You would think being part of a few who had achieved similar success, Mourinho would mellow down. On the contrary, he has never shied away from pointing out the referee’s tiniest mistakes to match schedules and football ruling bodies’ policies. His belief in ‘us against them’ is as strong as ever and this can be quite the glue for his players, paradoxically.

Saying Mourinho’s never lacked a talent for stirring things up won’t miss the mark by a mile. When still at Real Madrid, he blamed Barcelona for scooping on Andres Villas’s power at UEFA, the current vice-president, after their first leg clash with Real Madrid in 2011 – a controversial statement to say the least. Most recently he blamed the FA or setting up the Premier League’s match schedule in such a way as to favour particular clubs. He’s played the role of the frustrated manager for quite a long time.

Mourinho is different, remember?  As a football player, he was semi-serious to say the least.

He owes his managerial career to Sir Bobby Robson who saw talent in him from the time when the Portuguese was his interpreter at Barcelona. We can almost see him, sitting there, watching the pitch, half-heartedly blurting out translations, only to go back home and scrabble a few notes about the game to show to Robson the day after.

Then there is the football lecture that shaped the world of football today to Barcelona’s standards: that of proactive, possession-type football which has passed the hands of Rinus Michels, Johan Cruyff and Pep Guardiola. Mourinho was present at that too, the rebel. Only while everyone was taking notes, he must have had a few chuckles in his mind – or out loud, I won’t be surprised.

Jose MOurinhoPicture: In Mou We Trust. Barcelona? Lol…

His football seems the anti-thesis of this philosophy, which has dominated football in the last decade.

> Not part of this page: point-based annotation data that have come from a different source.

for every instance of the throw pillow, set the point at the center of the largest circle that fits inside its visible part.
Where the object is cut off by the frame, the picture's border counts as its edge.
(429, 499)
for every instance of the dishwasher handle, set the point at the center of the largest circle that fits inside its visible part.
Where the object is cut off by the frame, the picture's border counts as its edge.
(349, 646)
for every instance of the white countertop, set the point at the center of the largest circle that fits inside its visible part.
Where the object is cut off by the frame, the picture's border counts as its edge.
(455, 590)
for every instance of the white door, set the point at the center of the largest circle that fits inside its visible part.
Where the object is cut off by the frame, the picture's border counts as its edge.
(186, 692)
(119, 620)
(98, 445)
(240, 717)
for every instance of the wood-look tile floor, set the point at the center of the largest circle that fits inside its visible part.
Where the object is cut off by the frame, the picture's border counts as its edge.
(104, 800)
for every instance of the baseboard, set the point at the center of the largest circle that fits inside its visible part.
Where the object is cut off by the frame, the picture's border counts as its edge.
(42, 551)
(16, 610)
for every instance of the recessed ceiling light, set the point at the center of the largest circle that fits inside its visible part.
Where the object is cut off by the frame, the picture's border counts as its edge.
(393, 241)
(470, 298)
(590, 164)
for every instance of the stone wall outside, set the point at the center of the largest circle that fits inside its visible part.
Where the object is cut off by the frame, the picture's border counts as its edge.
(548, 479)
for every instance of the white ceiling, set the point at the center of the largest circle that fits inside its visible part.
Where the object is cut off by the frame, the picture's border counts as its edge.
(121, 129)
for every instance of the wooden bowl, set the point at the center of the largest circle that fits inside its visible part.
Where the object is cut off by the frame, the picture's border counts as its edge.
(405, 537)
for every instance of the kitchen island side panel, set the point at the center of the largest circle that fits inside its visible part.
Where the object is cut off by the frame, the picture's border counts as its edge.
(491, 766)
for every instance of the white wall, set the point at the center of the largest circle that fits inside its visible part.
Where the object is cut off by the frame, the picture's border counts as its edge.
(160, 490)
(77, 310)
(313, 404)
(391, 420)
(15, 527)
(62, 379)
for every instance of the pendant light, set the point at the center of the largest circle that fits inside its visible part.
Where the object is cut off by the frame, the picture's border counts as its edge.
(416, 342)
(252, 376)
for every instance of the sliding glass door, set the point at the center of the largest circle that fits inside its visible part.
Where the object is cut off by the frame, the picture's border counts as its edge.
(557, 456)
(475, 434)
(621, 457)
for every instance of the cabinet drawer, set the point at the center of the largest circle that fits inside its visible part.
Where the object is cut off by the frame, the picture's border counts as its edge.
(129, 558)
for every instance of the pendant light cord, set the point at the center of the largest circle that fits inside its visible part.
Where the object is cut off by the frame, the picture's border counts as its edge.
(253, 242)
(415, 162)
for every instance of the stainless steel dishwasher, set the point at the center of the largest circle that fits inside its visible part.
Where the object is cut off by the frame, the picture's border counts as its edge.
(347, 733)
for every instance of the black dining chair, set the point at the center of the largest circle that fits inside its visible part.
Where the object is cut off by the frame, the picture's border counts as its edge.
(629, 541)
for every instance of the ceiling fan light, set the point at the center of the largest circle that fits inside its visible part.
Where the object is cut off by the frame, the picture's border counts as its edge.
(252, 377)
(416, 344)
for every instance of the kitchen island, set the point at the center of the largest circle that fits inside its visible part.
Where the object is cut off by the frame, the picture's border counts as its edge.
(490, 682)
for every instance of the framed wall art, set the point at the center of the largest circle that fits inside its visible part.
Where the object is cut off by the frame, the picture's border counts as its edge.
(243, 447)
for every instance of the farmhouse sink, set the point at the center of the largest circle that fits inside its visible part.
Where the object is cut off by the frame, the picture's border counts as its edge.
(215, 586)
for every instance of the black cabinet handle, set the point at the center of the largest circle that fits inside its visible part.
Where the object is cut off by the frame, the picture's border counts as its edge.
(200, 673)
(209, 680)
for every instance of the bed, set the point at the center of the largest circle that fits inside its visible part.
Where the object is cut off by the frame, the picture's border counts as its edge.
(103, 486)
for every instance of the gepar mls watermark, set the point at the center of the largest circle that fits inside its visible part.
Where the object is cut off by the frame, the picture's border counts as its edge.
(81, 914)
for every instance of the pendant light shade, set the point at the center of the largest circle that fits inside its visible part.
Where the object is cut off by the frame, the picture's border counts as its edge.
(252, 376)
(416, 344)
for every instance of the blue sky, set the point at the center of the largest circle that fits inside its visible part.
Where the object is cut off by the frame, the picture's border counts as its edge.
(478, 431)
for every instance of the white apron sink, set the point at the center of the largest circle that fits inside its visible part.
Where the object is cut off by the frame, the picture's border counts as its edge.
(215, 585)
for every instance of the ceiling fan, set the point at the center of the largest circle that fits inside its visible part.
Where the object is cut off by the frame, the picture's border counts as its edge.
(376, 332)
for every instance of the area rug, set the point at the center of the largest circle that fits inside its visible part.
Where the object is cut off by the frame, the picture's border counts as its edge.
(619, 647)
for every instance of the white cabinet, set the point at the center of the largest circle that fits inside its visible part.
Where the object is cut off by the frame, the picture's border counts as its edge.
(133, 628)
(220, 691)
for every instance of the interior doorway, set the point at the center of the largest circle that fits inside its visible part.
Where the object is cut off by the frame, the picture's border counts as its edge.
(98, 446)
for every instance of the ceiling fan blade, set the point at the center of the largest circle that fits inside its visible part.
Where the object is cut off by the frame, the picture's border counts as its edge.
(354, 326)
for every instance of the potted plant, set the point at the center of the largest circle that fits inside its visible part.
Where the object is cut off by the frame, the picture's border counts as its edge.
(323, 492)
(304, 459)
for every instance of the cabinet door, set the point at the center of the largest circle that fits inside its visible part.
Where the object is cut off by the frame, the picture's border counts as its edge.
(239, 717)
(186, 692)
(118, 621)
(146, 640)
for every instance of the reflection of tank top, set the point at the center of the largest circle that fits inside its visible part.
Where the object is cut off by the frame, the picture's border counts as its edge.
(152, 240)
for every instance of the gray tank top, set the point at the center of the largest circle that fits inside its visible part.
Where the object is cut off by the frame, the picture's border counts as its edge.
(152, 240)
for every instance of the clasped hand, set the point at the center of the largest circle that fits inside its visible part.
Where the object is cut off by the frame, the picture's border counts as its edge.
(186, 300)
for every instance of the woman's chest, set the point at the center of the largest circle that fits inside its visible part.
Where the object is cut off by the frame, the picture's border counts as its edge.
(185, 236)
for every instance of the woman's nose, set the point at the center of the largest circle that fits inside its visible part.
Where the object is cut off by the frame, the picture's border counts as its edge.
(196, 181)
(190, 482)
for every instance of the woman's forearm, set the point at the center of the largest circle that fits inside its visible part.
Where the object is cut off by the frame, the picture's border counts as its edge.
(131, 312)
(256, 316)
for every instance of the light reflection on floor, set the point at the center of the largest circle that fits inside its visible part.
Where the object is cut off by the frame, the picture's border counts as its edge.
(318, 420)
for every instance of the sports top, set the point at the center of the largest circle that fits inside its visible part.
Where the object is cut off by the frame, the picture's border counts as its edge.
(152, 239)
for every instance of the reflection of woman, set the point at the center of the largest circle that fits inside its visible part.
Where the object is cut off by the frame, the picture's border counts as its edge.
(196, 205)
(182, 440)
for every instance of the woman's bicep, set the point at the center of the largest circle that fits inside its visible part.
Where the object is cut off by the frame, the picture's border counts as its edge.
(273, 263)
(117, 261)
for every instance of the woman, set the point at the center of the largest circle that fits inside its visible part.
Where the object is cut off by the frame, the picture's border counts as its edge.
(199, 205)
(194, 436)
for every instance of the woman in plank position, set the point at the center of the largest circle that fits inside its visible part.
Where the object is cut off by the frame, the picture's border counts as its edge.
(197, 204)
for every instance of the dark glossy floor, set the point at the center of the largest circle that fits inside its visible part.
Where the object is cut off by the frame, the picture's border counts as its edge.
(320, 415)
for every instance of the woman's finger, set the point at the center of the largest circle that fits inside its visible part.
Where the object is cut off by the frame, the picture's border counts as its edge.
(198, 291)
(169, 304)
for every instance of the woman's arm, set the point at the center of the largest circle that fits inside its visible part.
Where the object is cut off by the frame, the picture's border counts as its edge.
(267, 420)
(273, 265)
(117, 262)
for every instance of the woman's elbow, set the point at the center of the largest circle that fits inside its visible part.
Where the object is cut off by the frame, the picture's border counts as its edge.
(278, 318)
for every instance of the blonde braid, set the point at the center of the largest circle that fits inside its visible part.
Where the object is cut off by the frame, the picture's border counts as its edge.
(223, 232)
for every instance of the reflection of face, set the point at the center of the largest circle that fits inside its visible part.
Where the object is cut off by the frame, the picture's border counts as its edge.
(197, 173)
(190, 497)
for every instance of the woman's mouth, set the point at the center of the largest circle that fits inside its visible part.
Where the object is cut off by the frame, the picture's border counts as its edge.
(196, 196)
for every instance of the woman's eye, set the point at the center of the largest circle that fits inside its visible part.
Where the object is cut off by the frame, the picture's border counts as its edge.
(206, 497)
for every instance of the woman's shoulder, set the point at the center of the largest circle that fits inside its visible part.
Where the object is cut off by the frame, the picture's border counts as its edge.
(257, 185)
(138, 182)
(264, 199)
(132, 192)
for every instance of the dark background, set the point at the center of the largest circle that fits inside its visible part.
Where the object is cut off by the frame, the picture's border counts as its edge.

For him too much possession probably means a risk of making a mistake, an unnecessary burden which increases the chances of losing the ball and a psychological weakness which stems from the fear of adhering to Playstation perfectionism.

For Mourinho, winning is a few numbers on scoreboard at the end of the game. Those digital stats the media put up later in their analysis are just for show. A few Barcelona fans would disagree. Guardiola would probably throw up.

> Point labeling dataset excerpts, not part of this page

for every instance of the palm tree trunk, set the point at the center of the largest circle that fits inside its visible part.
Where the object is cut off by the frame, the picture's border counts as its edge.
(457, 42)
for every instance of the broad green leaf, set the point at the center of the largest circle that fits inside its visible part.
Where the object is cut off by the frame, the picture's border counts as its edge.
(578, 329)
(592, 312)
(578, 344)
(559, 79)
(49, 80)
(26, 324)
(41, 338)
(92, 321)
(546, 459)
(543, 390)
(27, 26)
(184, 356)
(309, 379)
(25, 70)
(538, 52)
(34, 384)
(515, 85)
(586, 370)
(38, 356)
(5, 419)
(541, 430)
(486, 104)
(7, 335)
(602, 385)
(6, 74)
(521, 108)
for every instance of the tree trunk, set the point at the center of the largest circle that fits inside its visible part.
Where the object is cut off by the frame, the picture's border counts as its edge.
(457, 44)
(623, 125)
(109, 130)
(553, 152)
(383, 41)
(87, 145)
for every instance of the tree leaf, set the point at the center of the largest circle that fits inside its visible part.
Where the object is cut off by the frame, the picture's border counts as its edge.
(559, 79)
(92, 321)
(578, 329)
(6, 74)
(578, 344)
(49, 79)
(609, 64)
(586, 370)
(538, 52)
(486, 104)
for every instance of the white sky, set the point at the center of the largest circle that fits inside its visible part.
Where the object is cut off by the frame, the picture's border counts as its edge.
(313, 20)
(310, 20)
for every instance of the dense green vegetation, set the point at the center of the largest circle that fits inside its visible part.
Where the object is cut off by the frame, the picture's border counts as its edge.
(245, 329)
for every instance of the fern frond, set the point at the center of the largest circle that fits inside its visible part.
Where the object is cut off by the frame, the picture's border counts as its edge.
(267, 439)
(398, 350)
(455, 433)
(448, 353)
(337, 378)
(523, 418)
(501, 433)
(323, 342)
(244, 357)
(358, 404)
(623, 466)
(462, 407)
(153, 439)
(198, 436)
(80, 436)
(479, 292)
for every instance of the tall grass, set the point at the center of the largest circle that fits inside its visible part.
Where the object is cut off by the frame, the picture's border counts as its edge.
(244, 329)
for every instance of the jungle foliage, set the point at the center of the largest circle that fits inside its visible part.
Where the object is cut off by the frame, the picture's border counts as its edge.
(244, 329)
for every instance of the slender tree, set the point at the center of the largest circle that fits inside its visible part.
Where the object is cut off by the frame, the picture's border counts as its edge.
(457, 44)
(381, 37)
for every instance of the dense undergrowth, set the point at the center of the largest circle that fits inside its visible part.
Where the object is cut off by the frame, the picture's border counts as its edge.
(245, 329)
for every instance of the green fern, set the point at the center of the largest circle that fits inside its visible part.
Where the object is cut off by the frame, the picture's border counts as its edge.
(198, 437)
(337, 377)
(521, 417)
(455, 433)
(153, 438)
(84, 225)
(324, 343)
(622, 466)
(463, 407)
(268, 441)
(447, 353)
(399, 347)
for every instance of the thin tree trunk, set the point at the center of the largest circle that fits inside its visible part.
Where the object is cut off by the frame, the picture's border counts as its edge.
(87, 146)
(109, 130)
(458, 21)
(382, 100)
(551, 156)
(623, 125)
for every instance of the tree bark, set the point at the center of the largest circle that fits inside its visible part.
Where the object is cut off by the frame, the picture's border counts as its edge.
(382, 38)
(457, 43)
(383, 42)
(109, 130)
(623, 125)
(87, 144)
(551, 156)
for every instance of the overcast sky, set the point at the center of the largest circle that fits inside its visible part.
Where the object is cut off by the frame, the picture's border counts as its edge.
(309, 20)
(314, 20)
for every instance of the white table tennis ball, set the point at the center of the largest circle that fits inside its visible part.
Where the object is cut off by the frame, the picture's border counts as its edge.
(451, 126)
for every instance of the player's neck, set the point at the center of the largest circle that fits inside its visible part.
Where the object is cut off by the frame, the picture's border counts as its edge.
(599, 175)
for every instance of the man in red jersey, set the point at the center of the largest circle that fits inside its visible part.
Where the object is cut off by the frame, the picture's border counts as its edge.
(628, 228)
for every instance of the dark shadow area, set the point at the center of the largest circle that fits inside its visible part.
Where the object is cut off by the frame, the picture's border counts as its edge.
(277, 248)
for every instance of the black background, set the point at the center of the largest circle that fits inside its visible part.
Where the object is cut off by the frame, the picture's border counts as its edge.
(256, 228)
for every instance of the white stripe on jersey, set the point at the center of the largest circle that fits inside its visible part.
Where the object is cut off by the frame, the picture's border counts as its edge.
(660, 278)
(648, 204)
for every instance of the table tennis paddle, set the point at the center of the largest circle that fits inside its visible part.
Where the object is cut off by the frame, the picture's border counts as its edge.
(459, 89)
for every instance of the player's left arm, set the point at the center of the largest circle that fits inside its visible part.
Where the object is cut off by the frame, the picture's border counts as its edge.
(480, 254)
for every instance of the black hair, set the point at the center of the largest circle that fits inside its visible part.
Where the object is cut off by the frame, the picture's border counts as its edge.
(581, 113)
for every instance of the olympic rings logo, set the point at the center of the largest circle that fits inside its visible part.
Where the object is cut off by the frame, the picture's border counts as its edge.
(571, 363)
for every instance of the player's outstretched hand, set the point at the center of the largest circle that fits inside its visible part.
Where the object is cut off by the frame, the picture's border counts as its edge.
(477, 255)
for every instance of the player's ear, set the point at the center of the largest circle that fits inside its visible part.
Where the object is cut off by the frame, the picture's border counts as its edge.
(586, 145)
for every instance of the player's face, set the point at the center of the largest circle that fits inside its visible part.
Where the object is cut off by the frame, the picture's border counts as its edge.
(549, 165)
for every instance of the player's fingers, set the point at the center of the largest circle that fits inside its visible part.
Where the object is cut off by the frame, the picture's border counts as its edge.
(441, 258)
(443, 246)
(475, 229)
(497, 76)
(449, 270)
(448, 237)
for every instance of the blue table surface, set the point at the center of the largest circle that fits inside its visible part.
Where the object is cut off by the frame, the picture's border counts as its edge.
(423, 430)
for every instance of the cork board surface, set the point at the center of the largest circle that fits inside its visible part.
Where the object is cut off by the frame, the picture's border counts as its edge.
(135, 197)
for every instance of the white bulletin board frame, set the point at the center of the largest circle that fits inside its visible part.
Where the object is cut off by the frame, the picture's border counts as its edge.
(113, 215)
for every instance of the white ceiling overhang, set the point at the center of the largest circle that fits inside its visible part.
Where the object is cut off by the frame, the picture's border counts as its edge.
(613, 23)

His attitude is focused on the unembellished basics of the game. There is no artistry about it. Artistry comes out of love for experimenting with aesthetics. For Mourinho, this probably seems like a luxury gained from a privileged and easy life. And we know all too well he thinks his football life has never been easy. There is always an air of survival about him. You can see it in the changing colour of his hair over the last few years and you can see it in the passion his players show on the pitch – apart from his second spell at Chelsea.

Luckily for him, that football is an uphill struggle is about right. Footballers have to devote their lives to the sport if they are to receive a chance of making it as a pro. Those who come from underprivileged backgrounds are surprisingly the ones who most often make it than not: Ribery, Ibrahimovic, etc. And those are Mourinho’s kind of players. They seem to go well together.

Cutting to the bone of it, Mourinho’s backbone in football is his desire to win despite the odds. The odds that often make him moan and complain and get him singled out also feed his fire to win. That’s Mourinho, the master of the minimal win, the outsider – the box he seems to fit in best.